Bonus technique: While you've got the bleach out, cover some old book pages with a stencil and spritzer them with the bleach. Use stones to weigh the pages down while they dry in the sun and you'll be rewarded with some beautiful neutral designs that makes for great collage fodder. (Uncoated cotton rag pages work best for this technique.)
Technique #3 - Cyanotype Sun Prints
My final and favorite sun powered exploit is into the world of fabric Cyanotypes. I am head over heals in love with the range of blues that can be had combined with the gorgeous edges of vintage linens. I'll start this section with a few tips I learned while creating cyanotypes with fabrics and stencils.
- You don't need to stick to neutral colored fabrics. I used a vintage quilt block as the base for this cyanotype. The five circular designs are stencils from my Crest Stencil. I loved the vintage blue and white squares of the original quilt next to the cyanotype crests.
- Having a range of blues makes for even better collage fodder. You can lighten your cyanotypes and create different shades of blues, greens and yellows by toning them in a bath of soda ash.
- Expect the unexpected. This print bleached out much faster in the soda ash bath than I had anticipated. But I 've come to love it and think that it will make for a great background in my art journal. I used three stencils for this one: the Jardiniere Stencil, the Four Fountains Trivet Stencil, and the 9X12 from the December 202 Block Prints Stencil Club Set.
The Cyanotype Process
Since this post is getting rather long, I'm going to refer you to an artist who is much more experienced in Cyanotype printing than I. Shari Replogle recently did a video tutorial guest post for StencilGirl® Talk entitled Printing Botanical Cyanotypes on Silk. Her tutorial is captivating, excellent and I highly recommend it. I used her process as the starting point for my cyanotype prints. And if you find yourself hooked like I did, check out Shari’s inspirational online Cyanotypes, the Magic of Alternative Photography workshop.
I did however take some pics of my adventures for you to give you a flavor of the process.
I cut my stencil out of its frame and used it as a vase in my composition. If you’re wondering why the stencil is black, I painted it will black gesso to ensure that the light would not penetrate through it.
It was a cloudy day so the print took a few hours to develop. After three water baths and waiting 24 hours for it to fully oxidized this was the result.
I couldn't resist combining the plant from Rae Missigman's Botanical Wildflower stencil with myJardiniere Stencil and the flower from my Crests Stencil set. It seemed like such a natural. I laid the composition on a napkin treated with the cyanotype solution.
A cyanotype goes through many color changes before it turns to that beautiful blue print blue. The background starts out yellow before being set in the sun to develop.
After about 2 minutes under the sun the background turned green.
And no post of mine would be complete without at least one finished product. I used the print as the centerpiece of this collage and I couldn't be happier with how it turned out.

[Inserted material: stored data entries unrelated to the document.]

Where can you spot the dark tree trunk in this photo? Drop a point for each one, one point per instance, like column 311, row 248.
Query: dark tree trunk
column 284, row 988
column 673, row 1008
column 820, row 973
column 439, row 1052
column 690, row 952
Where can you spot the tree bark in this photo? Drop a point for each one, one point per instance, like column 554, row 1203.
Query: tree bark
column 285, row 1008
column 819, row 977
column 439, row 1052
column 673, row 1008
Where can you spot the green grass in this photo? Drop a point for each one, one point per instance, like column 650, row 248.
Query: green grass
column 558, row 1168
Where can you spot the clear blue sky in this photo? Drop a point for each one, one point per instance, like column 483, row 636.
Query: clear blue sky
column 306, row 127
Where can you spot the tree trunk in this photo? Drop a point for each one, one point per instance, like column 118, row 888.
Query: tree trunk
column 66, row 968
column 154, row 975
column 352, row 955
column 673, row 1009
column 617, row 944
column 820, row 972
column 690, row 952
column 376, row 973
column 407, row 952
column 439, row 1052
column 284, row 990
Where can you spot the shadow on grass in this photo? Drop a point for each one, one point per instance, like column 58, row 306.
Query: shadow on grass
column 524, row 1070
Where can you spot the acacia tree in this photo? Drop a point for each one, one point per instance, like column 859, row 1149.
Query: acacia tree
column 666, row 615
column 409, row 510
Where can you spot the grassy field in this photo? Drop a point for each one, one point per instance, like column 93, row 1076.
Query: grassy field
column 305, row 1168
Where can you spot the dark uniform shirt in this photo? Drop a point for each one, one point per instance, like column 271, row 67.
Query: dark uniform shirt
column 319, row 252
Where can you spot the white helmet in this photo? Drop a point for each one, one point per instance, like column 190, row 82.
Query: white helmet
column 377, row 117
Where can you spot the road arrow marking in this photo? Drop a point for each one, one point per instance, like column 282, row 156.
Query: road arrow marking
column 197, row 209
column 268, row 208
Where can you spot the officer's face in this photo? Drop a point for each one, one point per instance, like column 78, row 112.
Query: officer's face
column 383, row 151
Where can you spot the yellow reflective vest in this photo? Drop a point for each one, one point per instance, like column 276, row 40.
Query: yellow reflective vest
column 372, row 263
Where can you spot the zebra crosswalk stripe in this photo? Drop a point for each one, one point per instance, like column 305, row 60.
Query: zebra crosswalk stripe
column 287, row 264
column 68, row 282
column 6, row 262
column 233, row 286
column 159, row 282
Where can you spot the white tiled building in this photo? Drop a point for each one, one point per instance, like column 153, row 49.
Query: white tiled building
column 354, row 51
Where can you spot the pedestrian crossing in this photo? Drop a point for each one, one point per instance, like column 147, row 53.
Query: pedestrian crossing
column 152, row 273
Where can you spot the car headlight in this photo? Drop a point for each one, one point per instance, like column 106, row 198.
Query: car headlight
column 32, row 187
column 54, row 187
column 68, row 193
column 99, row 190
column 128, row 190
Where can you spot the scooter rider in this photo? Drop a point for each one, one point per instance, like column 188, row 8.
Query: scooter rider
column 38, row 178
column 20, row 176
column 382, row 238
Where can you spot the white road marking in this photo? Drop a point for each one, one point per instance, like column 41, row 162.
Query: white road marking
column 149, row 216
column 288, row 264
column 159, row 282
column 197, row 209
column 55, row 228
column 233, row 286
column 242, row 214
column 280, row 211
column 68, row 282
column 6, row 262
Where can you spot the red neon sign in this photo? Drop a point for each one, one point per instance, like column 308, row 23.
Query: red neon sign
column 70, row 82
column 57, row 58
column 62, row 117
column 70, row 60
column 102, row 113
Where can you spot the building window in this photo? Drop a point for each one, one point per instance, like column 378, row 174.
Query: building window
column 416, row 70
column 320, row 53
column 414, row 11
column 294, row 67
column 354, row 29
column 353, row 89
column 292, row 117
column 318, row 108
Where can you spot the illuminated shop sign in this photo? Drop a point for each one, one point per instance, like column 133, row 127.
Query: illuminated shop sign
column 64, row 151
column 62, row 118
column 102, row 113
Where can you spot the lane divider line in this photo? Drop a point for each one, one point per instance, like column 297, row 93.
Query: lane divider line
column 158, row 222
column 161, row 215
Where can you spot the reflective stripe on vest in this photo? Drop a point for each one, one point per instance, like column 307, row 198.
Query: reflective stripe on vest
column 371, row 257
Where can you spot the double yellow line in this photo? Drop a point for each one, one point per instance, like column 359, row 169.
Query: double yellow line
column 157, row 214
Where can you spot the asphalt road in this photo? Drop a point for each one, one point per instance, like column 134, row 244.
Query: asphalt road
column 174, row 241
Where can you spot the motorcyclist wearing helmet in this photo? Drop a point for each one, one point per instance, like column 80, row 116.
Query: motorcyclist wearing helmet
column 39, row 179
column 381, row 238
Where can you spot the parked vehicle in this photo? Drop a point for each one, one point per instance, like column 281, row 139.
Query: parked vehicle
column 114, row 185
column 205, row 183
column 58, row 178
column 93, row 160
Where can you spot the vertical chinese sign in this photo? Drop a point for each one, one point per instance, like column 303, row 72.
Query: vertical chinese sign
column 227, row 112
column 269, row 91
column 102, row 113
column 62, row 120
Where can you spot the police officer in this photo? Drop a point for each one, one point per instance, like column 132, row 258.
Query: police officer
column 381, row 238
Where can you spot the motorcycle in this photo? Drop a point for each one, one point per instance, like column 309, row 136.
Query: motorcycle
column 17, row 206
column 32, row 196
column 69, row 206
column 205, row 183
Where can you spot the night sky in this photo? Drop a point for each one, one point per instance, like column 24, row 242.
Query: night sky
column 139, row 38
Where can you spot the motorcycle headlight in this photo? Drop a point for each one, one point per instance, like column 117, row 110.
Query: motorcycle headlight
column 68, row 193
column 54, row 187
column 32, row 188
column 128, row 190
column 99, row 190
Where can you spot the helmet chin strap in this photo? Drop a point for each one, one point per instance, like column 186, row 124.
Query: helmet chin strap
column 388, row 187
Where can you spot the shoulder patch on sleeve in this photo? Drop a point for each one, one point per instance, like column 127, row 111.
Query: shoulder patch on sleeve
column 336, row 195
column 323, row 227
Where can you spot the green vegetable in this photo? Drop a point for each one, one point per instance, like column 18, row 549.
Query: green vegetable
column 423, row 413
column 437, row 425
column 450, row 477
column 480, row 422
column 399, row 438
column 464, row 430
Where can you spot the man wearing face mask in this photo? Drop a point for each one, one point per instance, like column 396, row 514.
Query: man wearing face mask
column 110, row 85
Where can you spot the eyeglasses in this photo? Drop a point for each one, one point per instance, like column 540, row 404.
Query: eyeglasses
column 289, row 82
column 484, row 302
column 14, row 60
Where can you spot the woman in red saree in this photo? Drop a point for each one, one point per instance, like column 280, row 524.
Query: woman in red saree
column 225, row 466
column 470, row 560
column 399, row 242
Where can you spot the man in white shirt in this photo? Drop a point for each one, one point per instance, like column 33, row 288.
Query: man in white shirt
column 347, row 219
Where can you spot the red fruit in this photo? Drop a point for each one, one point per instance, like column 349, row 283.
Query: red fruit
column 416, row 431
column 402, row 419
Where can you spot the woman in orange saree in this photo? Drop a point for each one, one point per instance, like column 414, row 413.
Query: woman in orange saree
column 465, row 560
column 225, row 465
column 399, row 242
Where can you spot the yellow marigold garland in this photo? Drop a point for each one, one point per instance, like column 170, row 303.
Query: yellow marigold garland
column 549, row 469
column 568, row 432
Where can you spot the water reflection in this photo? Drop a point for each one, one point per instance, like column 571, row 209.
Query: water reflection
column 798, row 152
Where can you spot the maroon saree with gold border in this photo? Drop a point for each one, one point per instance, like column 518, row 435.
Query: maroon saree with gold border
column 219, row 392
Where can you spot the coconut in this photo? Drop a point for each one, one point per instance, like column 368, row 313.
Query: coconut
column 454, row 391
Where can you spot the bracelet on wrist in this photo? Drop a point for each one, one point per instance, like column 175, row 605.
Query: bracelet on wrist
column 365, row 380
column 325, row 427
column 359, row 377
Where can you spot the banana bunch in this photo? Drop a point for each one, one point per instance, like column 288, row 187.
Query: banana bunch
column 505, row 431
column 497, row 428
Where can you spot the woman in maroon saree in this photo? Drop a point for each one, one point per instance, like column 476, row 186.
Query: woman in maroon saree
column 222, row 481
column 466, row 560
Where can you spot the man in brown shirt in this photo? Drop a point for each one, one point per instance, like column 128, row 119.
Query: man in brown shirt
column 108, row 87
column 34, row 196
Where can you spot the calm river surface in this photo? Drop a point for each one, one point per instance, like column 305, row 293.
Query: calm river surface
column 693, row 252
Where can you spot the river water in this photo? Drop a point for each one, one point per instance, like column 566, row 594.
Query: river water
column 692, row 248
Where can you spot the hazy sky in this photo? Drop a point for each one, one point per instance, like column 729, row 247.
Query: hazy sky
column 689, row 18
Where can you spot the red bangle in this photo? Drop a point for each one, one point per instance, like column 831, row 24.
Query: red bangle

Many thanks to Shari Replogle for reigniting my love of cyanotype sun prints. I recently took her online Cyanotype, the Magic of Alternative Photography Workshop and was truly blown away with all of the techniques. She took the art so much farther than I ever dreamed existed.
And thank you all for hanging with me through this long post. I hope I've inspired you to get out there and soak up the sun.